Week 7 - Data Quality

Introduction to Data Quality

Data quality refers to the condition of a dataset, determined by factors such as accuracy, completeness, consistency, reliability, and relevance. High-quality data is essential for effective decision-making, operational efficiency, and compliance with regulations. Poor data quality can lead to incorrect analyses, misguided decisions, and operational inefficiencies.

Key Dimensions of Data Quality

  • Accuracy: Data accurately reflects the real-world entities or events it represents.
  • Completeness: All necessary data is present without omissions or missing values.
  • Consistency: Data is consistent across different datasets or systems, without conflicting information.
  • Timeliness: Data is up-to-date and available when needed, ensuring that decisions are based on the most current information.
  • Validity: Data adheres to the defined formats, rules, and constraints, ensuring that it fits within the expected range of values.
  • Integrity: Data is correctly structured, and relationships between entities are maintained, ensuring that data dependencies and references are accurate.

Data Quality Practices

Data Validation

Data validation involves checking data against predefined rules or criteria before it is processed or stored. This ensures that only valid data enters the system.

Example: Python Code for Data Validation

import re

def validate_email(email):
    # Regex pattern for validating an email
    pattern = r"[^@]+@[^@]+\.[^@]+"
    return re.match(pattern, email) is not None

def validate_transaction(transaction):
    if not transaction.get("transaction_id"):
        raise ValueError("Missing transaction_id")
    if not transaction.get("amount") or transaction["amount"] <= 0:
        raise ValueError("Invalid amount")
    if not validate_email(transaction.get("customer_email")):
        raise ValueError("Invalid customer_email")
    return True

# Sample transaction data
transaction_data = {
    "transaction_id": "12345",
    "amount": 100,
    "customer_email": "customer@example.com"
}

# Validate the transaction data
try:
    is_valid = validate_transaction(transaction_data)
    print("Transaction is valid:", is_valid)
except ValueError as e:
    print("Validation error:", e)

Data Cleaning

Data cleaning involves detecting and correcting errors or inconsistencies in data to improve its quality.
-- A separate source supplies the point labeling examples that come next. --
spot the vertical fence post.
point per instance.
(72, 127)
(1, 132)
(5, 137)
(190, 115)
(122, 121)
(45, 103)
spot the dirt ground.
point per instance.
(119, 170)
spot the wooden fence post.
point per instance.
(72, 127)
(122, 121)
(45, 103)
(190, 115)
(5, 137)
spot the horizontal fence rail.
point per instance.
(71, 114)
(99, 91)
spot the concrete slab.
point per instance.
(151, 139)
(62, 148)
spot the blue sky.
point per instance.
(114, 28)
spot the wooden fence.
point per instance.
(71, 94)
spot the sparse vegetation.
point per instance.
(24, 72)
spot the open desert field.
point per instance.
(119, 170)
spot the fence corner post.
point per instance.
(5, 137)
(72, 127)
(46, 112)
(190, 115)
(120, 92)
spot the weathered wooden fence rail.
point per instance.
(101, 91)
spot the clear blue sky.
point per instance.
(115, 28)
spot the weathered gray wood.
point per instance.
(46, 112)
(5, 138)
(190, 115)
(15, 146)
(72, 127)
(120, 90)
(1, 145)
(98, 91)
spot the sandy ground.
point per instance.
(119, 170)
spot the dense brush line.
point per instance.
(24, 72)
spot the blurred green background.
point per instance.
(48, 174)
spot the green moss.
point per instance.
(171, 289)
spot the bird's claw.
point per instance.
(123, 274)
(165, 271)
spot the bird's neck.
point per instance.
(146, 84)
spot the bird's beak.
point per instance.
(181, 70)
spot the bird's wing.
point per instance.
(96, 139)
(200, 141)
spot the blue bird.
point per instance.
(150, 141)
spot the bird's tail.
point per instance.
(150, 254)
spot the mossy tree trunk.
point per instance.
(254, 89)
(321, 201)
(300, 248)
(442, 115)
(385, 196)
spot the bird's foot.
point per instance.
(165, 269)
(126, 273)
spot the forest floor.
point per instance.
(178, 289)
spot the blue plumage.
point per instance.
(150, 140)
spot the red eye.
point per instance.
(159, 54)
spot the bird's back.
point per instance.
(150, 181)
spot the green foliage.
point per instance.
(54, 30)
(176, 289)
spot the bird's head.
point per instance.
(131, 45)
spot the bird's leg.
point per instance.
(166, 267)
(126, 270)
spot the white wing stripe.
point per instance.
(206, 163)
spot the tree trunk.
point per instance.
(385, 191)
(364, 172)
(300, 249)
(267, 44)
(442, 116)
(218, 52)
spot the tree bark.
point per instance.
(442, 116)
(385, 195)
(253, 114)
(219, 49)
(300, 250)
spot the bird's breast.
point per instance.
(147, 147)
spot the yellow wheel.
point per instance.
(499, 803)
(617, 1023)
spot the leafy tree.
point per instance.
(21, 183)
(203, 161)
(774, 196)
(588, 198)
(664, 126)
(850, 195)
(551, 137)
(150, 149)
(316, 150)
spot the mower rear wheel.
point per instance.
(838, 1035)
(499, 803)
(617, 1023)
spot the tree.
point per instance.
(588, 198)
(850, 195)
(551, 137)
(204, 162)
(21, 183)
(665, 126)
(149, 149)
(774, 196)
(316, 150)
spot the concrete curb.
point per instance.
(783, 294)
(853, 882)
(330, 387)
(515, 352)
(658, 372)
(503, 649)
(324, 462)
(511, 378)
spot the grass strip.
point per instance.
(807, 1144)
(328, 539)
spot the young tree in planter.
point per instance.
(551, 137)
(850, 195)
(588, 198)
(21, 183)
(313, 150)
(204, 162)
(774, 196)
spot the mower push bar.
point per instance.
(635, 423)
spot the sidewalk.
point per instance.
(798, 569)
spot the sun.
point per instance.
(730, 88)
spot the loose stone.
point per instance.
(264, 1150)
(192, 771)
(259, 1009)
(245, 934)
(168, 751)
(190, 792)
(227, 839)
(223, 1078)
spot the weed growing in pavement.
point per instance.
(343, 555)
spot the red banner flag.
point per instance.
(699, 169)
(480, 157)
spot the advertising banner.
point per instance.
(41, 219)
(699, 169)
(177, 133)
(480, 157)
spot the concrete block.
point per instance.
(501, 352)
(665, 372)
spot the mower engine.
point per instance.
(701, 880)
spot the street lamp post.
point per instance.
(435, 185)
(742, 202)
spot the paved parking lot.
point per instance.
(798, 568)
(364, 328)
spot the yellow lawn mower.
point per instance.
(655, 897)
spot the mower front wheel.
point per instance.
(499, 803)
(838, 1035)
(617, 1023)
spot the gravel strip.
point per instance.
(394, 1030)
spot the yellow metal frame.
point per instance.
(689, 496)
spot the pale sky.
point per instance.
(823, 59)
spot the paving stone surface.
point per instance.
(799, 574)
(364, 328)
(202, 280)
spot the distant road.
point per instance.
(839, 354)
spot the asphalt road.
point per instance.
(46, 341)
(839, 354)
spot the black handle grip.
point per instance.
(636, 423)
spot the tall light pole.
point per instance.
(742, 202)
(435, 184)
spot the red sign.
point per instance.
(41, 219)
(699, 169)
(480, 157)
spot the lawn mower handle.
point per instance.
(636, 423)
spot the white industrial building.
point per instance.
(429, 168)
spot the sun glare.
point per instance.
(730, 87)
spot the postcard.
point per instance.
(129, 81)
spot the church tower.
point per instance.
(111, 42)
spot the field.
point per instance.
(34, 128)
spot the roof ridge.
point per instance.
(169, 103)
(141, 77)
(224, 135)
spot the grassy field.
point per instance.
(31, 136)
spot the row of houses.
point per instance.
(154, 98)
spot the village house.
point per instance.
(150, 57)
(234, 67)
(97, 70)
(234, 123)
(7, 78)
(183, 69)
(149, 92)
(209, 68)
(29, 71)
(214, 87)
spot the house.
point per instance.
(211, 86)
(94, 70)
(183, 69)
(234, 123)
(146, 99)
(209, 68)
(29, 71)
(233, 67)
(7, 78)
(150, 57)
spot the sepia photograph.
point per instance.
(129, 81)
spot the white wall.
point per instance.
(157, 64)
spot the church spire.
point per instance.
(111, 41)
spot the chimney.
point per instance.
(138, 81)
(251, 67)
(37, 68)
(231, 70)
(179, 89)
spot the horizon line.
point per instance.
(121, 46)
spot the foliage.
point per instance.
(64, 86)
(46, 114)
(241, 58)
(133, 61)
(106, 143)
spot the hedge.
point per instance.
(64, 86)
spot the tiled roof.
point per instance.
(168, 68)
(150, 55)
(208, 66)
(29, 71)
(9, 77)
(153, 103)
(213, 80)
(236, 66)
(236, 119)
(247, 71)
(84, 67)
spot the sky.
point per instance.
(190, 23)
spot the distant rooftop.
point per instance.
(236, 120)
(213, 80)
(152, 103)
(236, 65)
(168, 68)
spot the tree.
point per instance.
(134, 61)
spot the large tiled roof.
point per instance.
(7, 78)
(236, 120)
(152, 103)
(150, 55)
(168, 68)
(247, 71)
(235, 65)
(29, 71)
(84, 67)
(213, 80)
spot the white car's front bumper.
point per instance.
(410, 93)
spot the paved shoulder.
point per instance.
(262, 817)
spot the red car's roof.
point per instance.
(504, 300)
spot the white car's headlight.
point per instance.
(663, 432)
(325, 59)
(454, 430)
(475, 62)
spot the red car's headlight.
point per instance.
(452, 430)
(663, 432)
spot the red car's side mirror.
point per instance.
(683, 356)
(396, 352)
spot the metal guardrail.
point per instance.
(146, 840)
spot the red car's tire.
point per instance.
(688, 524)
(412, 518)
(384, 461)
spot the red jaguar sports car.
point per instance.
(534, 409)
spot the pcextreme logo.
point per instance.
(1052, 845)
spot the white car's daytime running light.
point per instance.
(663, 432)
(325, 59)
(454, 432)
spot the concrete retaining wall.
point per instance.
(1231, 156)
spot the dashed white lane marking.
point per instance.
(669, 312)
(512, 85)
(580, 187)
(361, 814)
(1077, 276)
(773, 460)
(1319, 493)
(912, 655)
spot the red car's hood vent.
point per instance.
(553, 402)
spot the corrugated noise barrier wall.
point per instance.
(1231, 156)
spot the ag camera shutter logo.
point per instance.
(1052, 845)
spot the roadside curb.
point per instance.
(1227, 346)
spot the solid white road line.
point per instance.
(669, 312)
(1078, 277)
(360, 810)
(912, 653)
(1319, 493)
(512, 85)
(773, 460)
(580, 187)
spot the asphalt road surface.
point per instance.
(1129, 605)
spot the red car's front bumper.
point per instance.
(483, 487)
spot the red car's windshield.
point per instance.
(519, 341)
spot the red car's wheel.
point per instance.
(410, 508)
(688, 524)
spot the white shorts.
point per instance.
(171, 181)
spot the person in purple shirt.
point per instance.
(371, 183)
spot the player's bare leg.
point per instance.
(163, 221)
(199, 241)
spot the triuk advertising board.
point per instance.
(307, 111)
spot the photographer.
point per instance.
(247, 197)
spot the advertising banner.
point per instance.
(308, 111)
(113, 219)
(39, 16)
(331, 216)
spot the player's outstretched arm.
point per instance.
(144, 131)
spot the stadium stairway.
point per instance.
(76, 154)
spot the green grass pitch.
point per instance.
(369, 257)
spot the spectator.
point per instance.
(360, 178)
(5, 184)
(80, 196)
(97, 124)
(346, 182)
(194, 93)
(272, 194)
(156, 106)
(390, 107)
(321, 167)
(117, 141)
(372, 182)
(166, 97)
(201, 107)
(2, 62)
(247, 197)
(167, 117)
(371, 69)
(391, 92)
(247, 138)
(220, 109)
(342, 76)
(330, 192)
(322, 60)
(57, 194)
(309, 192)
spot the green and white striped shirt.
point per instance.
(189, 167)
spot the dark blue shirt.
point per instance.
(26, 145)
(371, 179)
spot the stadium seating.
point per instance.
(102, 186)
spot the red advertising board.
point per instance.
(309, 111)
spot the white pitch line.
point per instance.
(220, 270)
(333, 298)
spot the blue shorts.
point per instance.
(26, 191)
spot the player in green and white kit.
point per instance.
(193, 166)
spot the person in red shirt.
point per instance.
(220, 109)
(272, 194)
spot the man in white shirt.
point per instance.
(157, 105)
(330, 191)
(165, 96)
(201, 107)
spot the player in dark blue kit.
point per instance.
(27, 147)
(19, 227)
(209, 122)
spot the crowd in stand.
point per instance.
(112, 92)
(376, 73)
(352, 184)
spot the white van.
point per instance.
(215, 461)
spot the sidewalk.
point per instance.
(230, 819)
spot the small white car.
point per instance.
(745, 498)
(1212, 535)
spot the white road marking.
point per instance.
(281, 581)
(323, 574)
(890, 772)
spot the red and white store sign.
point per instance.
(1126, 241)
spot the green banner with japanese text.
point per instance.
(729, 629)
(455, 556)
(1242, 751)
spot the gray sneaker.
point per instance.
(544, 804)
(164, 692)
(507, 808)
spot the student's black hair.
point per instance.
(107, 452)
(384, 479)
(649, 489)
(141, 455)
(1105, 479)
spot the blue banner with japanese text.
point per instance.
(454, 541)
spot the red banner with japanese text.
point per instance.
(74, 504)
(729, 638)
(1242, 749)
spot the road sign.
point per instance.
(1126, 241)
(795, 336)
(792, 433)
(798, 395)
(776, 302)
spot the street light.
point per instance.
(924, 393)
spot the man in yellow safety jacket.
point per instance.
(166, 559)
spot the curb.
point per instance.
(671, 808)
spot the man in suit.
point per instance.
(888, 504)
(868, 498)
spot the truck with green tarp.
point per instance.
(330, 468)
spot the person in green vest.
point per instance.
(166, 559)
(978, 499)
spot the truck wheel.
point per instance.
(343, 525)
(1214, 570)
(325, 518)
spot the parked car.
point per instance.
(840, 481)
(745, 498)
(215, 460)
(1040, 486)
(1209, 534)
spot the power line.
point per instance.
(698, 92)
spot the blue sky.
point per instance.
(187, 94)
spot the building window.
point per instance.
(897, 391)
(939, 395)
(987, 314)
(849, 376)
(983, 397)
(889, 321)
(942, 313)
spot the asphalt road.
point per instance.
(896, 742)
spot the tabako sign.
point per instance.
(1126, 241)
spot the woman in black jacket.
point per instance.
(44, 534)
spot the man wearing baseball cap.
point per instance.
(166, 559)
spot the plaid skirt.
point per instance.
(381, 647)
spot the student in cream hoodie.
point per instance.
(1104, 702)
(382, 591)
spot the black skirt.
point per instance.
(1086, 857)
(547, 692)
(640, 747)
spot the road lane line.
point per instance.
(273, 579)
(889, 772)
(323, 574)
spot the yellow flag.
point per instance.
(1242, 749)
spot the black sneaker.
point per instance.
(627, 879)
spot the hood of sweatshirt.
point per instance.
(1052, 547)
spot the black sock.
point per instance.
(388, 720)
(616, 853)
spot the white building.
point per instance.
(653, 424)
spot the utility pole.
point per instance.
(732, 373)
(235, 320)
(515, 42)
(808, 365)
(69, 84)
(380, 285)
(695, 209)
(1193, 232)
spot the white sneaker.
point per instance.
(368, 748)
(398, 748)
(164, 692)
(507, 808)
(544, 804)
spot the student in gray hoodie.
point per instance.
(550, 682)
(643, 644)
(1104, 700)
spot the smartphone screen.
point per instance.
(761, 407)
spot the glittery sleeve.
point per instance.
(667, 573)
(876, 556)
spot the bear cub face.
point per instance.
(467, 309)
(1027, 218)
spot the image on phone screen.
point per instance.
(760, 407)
Example: Python Code for Data Cleaning

import pandas as pd

# Sample data with missing and inconsistent values
data = {
    "transaction_id": ["12345", "12346", None, "12348"],
    "amount": [100, -50, 200, None],
    "customer_email": ["customer@example.com", "invalid_email", "another@example.com", None]
}

df = pd.DataFrame(data)

# Drop rows with missing transaction_id
df.dropna(subset=["transaction_id"], inplace=True)

# Replace negative amounts with NaN
df["amount"] = df["amount"].apply(lambda x: x if x >= 0 else None)

# Fill missing values in the 'amount' column with the median
df["amount"].fillna(df["amount"].median(), inplace=True)

# Apply the email validation function to clean the 'customer_email' column
df['customer_email'] = df['customer_email'].apply(lambda x: x if isinstance(x, str) and validate_email(x) else None)

print(df)

Data Quality Monitoring

Continuous monitoring of data quality is crucial to ensure that data remains reliable and accurate over time. This can involve automated checks and alerts when data quality issues arise.

Example: Monitoring Data Completeness

# %% Cell 1
def monitor_completeness(df, column_name):
    total_records = len(df)
    missing_records = df[column_name].isnull().sum()
    completeness_percentage = ((total_records - missing_records) / total_records) * 100
    return completeness_percentage

# Create a sample DataFrame
df = pd.DataFrame({
    "customer_email": ["a@example.com", None, "c@example.com", "d@example.com", None]
})

completeness = monitor_completeness(df, "customer_email")
print(f"Completeness of 'customer_email': {completeness}%")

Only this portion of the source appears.